Placide l’a bien pris, il avait l’habitude, Placide c’était un peu Alceste, en plus vieux, moins égoïste et meilleur élève. Il s’appelait exactement Mazeau, d’où Museau, d’où Placide, ce qui prouve que ses camarades, pourtant obsédés par le sexe, restaient avant tout soucieux de la pertinence de leurs sobriquets ; Placide avait la corpulence de Placid, l’original, mais rien n’autorisait à lui supposer la moindre tendance au masochisme. Il était de Cholet, d’où sa grand-mère (il avait perdu sa mère) lui envoyait des colis plein de bonnes choses dont il faisait profiter le dortoir, cyrards exceptés (et puis quoi encore ?). Putois (Pithois de son vrai nom) ne lui en tenait pas rigueur, et même lui était secrètement reconnaissant de lui donner une raison d’afficher quand ils se croisaient sa moue la plus hideuse, beaucoup plus impressionnante que celle du père Antoine, lequel n’aurait jamais traité quiconque de sous-homme, fût-ce un gros garçon gourmand, encore moins les soirs où comme les autres, toute la bande serrée autour de la piste de 421, il s’envoyait ses petits calvas.

On arrivait au meilleur, le cœur du croissant, avec le chocolat du père Antoine c’était l’accord parfait, on était en transes, le moment était venu de consulter l’oracle. Placide ne connaîtrait-il pas dans son entourage une fille correspondant à la description sommaire que je lui en faisais ?

Je me suis tu, j’attends, je vois mon Placide se rejeter en arrière, fermer doucement les yeux, je redoute un nouvel accident, il s’endort ou il fait lui aussi un malaise, en tout cas il ne bouge plus, je me retourne inquiet vers le père Antoine, qui nous ignore, tout à sa conversation avec quelque philosophe du quartier, « Placide ? » je fais, aucune réaction, je m’apprête à le secouer un peu, mais sans ouvrir les yeux il dit quelque chose que j’entends mal.

J’aurais un verre d’eau sous la main, je lui en doucherais bien le portrait. Je dois me contenter d’un nouveau « Placide ? ». Alors il revient ici-bas et articule en souriant :

« Sophie Trunck.

– Pardon ? »

Il répète et épèle.

« Elle est dans la classe de Rémi.

– T’avais besoin de tout ce cirque ? C’est hyper flippant.

– Je me concentrais. »

Alors il m’a expliqué. Sophie Trunck avait des vues sur Rémi, qui pour se débarrasser d’elle lui avait parlé de moi.

« Charmant », j’ai fait. « Et, euh...

– Pas vilaine. Tu veux que je te présente ?

– J’ai une copine. Mais... »

J’allais dire « Mais toi, elle t’intéresse pas ? », puis je me suis souvenu que Placide préférait les garçons.

« Mais quoi ?

– Non, rien. On y va ? »

Je n’avais plus envie de faire ce crochet par les 4S, et puis le temps avait passé, mieux valait couper au plus court. On est remontés jusqu’à St Étienne du Mont où j’ai quitté Placide qui rentrait au lycée transpirer son goûter sur je ne sais quel thème latin et j’ai tracé, vaguement dégoûté, ce chocolat était de trop, cette Sophie Trunck aussi, et surtout, surtout...
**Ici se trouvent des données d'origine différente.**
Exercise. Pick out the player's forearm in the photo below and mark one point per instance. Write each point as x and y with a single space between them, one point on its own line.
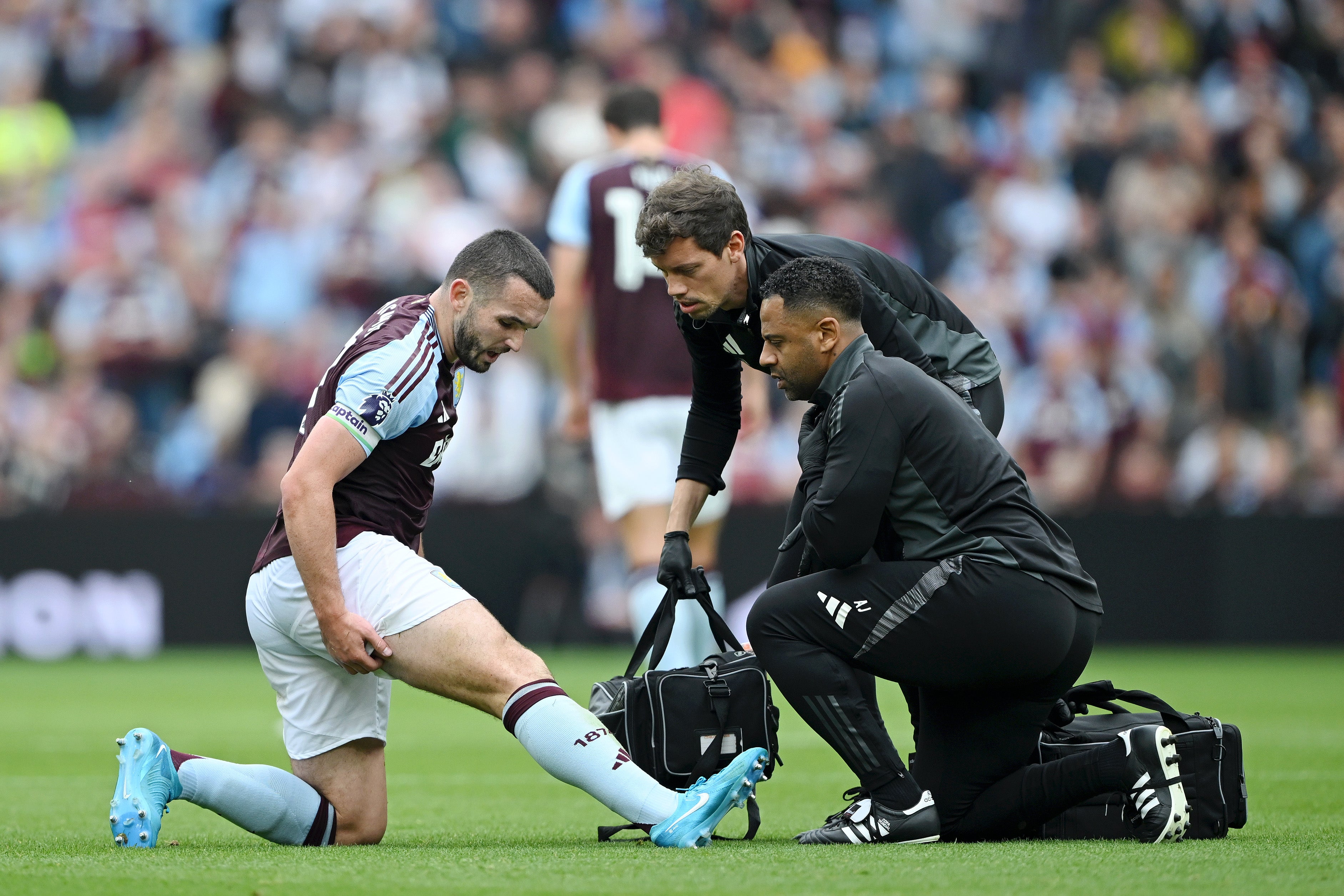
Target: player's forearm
687 500
568 312
311 527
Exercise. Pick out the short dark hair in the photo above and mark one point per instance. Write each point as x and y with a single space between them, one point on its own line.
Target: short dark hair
691 203
631 108
818 285
490 260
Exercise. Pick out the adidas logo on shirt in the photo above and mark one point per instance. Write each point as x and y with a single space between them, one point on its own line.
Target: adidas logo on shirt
837 609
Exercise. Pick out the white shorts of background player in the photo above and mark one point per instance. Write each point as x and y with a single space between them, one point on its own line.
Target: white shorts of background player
322 704
636 451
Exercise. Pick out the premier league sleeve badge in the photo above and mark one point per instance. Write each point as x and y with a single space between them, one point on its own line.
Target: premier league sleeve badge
377 407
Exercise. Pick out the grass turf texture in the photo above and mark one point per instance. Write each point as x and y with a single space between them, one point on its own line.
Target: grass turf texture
472 813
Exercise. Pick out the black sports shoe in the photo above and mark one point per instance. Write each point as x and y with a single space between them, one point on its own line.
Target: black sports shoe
1156 797
870 822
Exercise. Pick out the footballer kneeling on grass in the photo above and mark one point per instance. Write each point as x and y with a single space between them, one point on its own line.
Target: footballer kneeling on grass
342 599
970 593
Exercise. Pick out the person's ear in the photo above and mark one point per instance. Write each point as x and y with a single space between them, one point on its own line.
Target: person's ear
459 295
737 246
828 334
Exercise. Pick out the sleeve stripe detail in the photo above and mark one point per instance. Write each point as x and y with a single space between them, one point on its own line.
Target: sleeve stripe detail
412 358
423 365
355 426
429 366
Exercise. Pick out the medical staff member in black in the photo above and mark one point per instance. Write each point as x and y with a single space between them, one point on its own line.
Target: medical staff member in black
695 232
928 563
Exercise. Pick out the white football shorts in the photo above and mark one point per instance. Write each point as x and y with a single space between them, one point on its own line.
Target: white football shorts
322 704
636 451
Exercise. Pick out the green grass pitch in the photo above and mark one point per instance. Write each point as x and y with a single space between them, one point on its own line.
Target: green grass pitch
472 813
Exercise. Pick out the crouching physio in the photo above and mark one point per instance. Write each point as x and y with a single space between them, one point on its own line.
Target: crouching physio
921 558
340 589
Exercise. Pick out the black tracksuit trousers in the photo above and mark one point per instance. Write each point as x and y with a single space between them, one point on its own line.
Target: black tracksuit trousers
990 651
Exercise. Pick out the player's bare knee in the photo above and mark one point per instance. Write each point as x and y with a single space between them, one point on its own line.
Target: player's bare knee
361 831
523 664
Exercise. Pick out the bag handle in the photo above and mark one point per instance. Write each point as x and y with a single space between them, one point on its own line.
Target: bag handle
1103 694
719 699
659 632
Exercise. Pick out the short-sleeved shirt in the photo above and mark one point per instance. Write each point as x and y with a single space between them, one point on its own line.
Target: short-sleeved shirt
396 393
637 348
904 315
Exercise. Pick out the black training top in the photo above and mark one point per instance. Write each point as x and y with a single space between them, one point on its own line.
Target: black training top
904 315
913 475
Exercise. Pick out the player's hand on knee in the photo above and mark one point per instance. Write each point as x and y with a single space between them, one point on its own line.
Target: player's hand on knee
346 637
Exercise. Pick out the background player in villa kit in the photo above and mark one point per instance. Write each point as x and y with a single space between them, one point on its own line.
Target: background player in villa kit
627 376
340 589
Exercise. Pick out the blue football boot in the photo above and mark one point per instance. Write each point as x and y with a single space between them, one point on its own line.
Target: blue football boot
146 784
703 805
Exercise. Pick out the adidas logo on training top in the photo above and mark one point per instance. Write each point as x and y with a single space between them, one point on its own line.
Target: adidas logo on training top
835 609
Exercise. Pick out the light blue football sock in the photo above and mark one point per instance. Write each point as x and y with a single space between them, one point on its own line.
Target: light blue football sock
264 800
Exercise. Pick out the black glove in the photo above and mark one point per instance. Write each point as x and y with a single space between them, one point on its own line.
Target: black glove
675 566
812 444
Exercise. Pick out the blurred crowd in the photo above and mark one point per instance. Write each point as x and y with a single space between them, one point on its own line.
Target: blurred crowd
1140 202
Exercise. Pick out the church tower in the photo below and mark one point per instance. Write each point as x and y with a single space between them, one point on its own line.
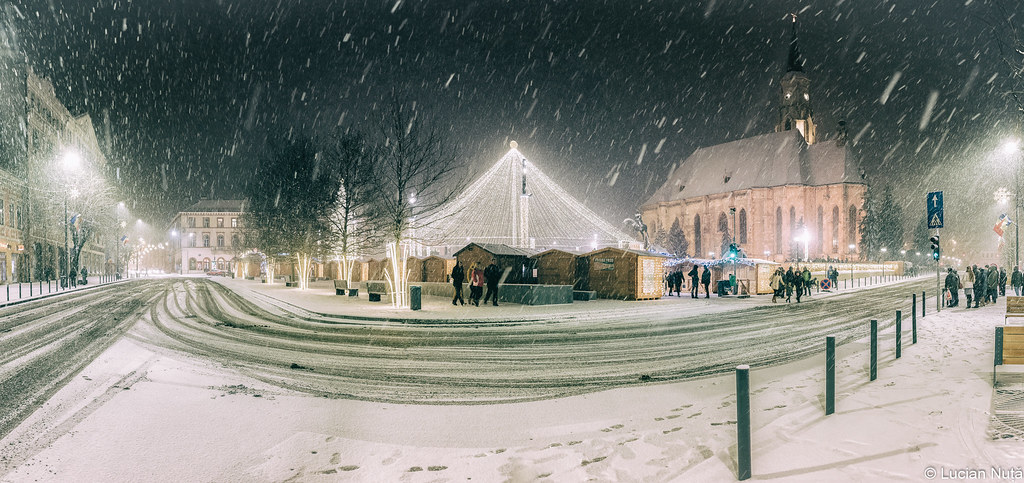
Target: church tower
795 104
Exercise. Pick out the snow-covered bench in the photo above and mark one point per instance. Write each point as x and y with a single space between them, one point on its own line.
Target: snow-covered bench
1015 308
375 290
1009 347
340 287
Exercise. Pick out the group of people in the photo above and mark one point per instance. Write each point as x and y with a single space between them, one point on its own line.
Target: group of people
697 278
980 286
787 282
491 275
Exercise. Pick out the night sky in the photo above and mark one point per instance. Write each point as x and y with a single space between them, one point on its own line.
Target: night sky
192 89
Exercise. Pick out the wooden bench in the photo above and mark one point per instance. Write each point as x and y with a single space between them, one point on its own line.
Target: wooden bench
1009 347
375 290
340 287
1015 308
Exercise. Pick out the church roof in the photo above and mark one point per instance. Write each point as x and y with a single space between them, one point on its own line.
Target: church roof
776 159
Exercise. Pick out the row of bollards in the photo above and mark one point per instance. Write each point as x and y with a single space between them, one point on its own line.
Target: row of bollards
743 387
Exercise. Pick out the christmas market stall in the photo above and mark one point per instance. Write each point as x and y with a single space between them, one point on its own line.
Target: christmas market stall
626 274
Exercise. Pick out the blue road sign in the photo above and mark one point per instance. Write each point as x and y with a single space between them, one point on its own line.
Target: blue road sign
934 204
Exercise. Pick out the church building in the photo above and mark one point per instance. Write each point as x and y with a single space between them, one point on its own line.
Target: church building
781 195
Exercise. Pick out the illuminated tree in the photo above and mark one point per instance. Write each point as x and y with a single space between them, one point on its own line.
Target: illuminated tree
416 175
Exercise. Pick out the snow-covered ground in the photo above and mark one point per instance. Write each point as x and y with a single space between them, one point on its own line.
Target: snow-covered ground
139 413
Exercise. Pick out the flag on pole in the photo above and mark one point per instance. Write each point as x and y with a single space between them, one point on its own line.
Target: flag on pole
1001 223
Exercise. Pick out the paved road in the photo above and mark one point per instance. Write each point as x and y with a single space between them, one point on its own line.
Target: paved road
44 344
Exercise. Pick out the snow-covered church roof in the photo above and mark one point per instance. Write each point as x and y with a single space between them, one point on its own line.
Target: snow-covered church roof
776 159
515 204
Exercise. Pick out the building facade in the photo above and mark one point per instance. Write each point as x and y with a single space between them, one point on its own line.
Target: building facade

D’un seul coup toute l’angoisse accumulée depuis cinq jours et enfouie au fond de moi débordait, je pleurais et reniflais comme un bébé sous la pluie qui s’était mise à tomber dru, encore un accord parfait, je me pleuvais dessus, le ciel me compissait, le caniveau canalisait bêtement tout ce trop-plein vers les égouts, et au-delà vers la Seine, vers la mer.

Allons allons ! céder à la déprime, avec ce qui m’attendait ? En une seconde j’ai troqué mon abattement contre une excitation plus appropriée. Mon magicien, ma magicienne, cette fausse rencontre pouvait faire des étincelles !

Quand le Malebranche a été en vue, j’étais à tordre, mais joyeux. Tout juste si je ne genekellysais pas sur les derniers mètres.

C’eût été une saine réaction contre la série de catastrophes dont j’avais eu le pressentiment.